Un quartier relié à la terre : quand l’agriculture urbaine tisse la ville

Doux murmure de binettes sur la terre détrempée, odeur de menthe fraîche au détour d’une allée, vision de petits rangs potagers au cœur d’espaces construits... L’écoquartier des Vaites à Besançon s’invente un rapport à la terre, qui ne se limite pas à une case dans une charte écologique. Ici, la notion d’agriculture urbaine ne relève pas de la simple tendance mais façonne, discrètement, la façon d’habiter les lieux. Quels sont donc ces espaces dédiés ? Que disent-ils de notre façon d’habiter et de rêver la ville ? Plongée dans la portion rurale du quartier, entre lopins partagés, vergers renouvelés et initiatives (presque) secrètes.

De l’héritage maraîcher à la planification urbaine : brève histoire agricole des Vaites

Bien avant que le mot “écoquartier” ne se glisse dans les discours officiels, les Vaites étaient un quartier-jardin, à la périphérie nord-est de Besançon. Ce sont des terres longtemps travaillées par les jardiniers et maraîchers, dont le nom même - “Vaites”, ou “vaccas” dans la tradition locale - signifie “petits prés”, souvenir affirmé d’années agricoles. De nombreuses familles du quartier possédaient, encore dans les années 1970-1980, des parcelles maraîchères, cultivant pommes de terre, salades, fraises, haricots ou groseilliers.

La mutation du quartier et la densification urbaine, amorcées dans la dernière décennie, ont interrogé l’avenir de cet héritage. Fallait-il préserver, réinventer ou effacer la matrice agricole ? L’écoquartier a fait le pari de la continuité, intégrant dans ses schémas d’aménagement des espaces réservés à l’agriculture urbaine, dans une logique à la fois paysagère, sociale et alimentaire (source : Ville de Besançon, dossier de présentation Écoquartier, 2021).

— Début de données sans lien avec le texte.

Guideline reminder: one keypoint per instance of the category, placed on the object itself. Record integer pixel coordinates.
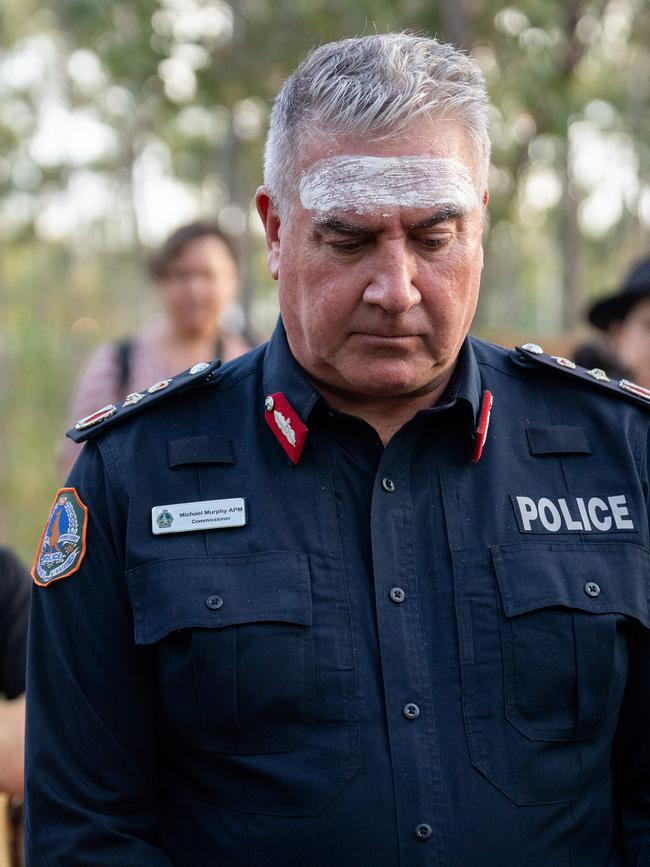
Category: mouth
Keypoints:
(381, 337)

Typologie des espaces agricoles dans l’écoquartier : cartographie et usages

Difficile de dresser une carte unique des espaces d’agriculture urbaine des Vaites, tant leur mosaïque fait la richesse du lieu. Cependant, plusieurs grands types émergent. Voici leur diversité, telle qu’elle peut être observée aujourd’hui :

  • Les jardins familiaux (ou jardins ouvriers) : Installés sur le pourtour nord du quartier, notamment le long de l’avenue Léo Lagrange (près du parc de la Mouillère), ils représentent plus de 110 parcelles, entretenues par des habitant.es souvent fidèles depuis plusieurs décennies.
  • Les jardins partagés : Espaces collectifs ouverts à tous, ils sont animés par des associations (comme “Le Jardin des Vaites”) et permettent aux habitant.es ne possédant pas de lopins privés de participer à la culture de légumes, de fleurs comestibles ou d’aromatiques.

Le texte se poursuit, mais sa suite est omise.